Windows are an old subject in painting, and an enduring human fascination. Paintings themselves have often been described as windows.  In discussing modernist painting, the metaphor of a window is used, exploring to what extent a painting is a “seamless window” into another world, or alternatively, how it calls attention to paint, to process, and to the painting itself as its own content.


Windows have an evocative power as a bridge between inside and outside.  They are a humble subject for a painting, and of course, the real subject of any picture of a window is light.  Naturally, you could argue that light has been a central preoccupation of Western painting—on and off—for a long time.


There have been many great precedents in painting windows: works by Vermeer, Rembrandt, Matisse, Diebenkorn and Bischoff, Euan Uglow, Andrew Wyeth, and Antonio Lopez Garcia are just a few of my favorites.  One of the issues that each of these painters negotiated is the unique painterly problem of representing 2 or more spaces within the same image.  At its simplest, how can a square of one color, within another, evoke the feeling of a particular kind of light? 


Shortly after I moved into my current flat, 5 years ago, I found myself slowly realizing that I had a mild obsession with my seemingly unremarkable kitchen window, and the view out of it.  This collection of paintings began with the idea of painting the same basic composition—or subject—again and again.  This is also not a new idea.  However, I find the idea at the root of it compelling.  If one pays close attention one realizes nothing is ever the same twice, especially the most familiar things.  Rather than familiarity breeding contempt, it can breed for the attentive new richness.  As much as practicality allows, these works are painted from life, from direct observation, allowing for a slow accumulation of moments, colors, lighting effects and observations to add up to an image.

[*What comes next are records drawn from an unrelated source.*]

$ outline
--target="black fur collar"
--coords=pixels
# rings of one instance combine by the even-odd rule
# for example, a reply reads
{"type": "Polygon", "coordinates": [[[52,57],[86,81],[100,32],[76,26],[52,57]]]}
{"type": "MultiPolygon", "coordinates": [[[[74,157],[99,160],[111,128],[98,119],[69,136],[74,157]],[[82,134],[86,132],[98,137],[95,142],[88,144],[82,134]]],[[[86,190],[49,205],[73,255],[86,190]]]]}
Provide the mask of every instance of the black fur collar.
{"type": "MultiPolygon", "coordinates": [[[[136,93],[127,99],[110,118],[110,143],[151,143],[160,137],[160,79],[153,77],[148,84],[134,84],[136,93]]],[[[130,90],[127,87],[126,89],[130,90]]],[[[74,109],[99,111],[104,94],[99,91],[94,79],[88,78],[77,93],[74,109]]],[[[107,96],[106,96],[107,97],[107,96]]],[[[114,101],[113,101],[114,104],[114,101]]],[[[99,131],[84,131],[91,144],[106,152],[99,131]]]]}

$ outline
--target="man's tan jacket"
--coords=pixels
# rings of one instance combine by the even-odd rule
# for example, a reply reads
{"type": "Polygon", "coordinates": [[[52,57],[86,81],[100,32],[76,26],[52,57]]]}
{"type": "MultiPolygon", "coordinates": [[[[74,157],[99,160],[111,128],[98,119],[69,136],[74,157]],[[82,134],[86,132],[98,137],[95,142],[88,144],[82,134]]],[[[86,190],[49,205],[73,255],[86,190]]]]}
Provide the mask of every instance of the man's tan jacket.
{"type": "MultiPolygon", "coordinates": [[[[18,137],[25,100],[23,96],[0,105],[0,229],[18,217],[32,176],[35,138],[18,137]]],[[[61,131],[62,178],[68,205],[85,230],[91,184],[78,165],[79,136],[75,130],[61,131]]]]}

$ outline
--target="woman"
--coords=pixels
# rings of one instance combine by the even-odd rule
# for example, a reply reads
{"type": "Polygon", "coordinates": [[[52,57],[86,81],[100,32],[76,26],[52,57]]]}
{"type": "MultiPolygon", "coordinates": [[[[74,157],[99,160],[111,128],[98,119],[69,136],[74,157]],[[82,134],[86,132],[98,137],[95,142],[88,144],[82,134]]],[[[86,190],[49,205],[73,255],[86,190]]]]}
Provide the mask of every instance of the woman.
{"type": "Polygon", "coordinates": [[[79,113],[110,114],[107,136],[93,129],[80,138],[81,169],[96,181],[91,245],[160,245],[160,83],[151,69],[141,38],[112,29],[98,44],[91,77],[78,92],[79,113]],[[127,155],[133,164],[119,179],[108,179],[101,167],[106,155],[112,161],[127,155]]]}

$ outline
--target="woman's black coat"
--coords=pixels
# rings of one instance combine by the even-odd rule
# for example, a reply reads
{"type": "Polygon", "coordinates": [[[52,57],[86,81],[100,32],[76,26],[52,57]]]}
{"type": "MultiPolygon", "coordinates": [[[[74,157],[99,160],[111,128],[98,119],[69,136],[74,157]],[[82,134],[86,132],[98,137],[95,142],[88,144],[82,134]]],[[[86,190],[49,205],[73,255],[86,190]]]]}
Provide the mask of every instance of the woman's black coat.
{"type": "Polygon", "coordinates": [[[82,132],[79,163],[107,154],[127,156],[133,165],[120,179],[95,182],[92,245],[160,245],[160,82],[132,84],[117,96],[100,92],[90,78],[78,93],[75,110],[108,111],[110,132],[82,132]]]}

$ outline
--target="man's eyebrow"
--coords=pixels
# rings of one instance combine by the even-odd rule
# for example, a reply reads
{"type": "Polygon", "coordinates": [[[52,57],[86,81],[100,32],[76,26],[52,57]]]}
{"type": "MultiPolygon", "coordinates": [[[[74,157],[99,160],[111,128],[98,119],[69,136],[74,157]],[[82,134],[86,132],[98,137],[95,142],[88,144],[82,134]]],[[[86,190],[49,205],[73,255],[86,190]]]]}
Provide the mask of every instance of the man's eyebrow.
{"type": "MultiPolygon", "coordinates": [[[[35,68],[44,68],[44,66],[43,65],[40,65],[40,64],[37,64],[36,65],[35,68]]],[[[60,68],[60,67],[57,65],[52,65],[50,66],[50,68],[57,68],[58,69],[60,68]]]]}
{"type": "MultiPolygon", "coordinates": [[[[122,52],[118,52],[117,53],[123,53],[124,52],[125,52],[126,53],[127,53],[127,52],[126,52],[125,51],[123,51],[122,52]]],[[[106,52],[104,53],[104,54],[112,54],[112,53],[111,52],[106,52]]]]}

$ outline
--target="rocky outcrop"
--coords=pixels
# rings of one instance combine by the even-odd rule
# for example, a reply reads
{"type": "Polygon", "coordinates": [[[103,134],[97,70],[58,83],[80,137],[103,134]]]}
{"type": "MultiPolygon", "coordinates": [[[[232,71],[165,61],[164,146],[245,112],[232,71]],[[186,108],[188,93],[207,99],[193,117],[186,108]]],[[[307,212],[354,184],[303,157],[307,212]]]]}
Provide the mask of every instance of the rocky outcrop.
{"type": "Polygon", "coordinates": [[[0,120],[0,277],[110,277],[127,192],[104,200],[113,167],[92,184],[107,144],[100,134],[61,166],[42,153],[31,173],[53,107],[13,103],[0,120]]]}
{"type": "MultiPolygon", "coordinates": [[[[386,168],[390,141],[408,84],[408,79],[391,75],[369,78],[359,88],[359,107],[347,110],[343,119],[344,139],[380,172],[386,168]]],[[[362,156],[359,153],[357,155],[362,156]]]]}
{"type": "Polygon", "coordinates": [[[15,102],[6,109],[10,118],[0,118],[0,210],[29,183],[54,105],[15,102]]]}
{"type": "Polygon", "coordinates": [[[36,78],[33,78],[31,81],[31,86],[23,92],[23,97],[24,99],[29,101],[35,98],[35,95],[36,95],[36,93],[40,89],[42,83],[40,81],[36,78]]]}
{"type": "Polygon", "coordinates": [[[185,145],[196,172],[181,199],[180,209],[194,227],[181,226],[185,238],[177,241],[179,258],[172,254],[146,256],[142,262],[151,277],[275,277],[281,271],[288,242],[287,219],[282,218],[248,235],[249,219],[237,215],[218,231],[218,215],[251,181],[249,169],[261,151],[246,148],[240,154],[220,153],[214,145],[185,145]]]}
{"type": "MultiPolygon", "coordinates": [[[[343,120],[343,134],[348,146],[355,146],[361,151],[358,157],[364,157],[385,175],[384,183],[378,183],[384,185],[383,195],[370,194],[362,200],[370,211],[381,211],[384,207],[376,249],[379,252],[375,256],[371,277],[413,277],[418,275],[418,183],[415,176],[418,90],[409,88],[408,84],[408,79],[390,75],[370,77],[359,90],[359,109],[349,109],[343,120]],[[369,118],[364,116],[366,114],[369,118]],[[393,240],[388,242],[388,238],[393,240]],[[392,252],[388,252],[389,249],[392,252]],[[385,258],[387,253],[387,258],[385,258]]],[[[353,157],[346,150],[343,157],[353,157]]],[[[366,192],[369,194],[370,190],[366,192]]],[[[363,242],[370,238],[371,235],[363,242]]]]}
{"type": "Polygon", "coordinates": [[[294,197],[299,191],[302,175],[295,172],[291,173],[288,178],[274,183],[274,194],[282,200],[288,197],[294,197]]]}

There’s also a quality to my flat that I enjoy painting—comfortable, old, modest, worn…quintessentially San Franciscan.  The spaces portrayed in these paintings are either my own or those of people I know.  I believe the vision to make art out of the everyday is a laudable artistic goal. After all, if we can be present and aware of something as simple yet deeply evocative as the beauty of the light coming into a room, we can only be better for it.  These paintings are my response to the same impulse that prompted Edward Hopper to say, “I just want to paint sunlight on the side of a house”.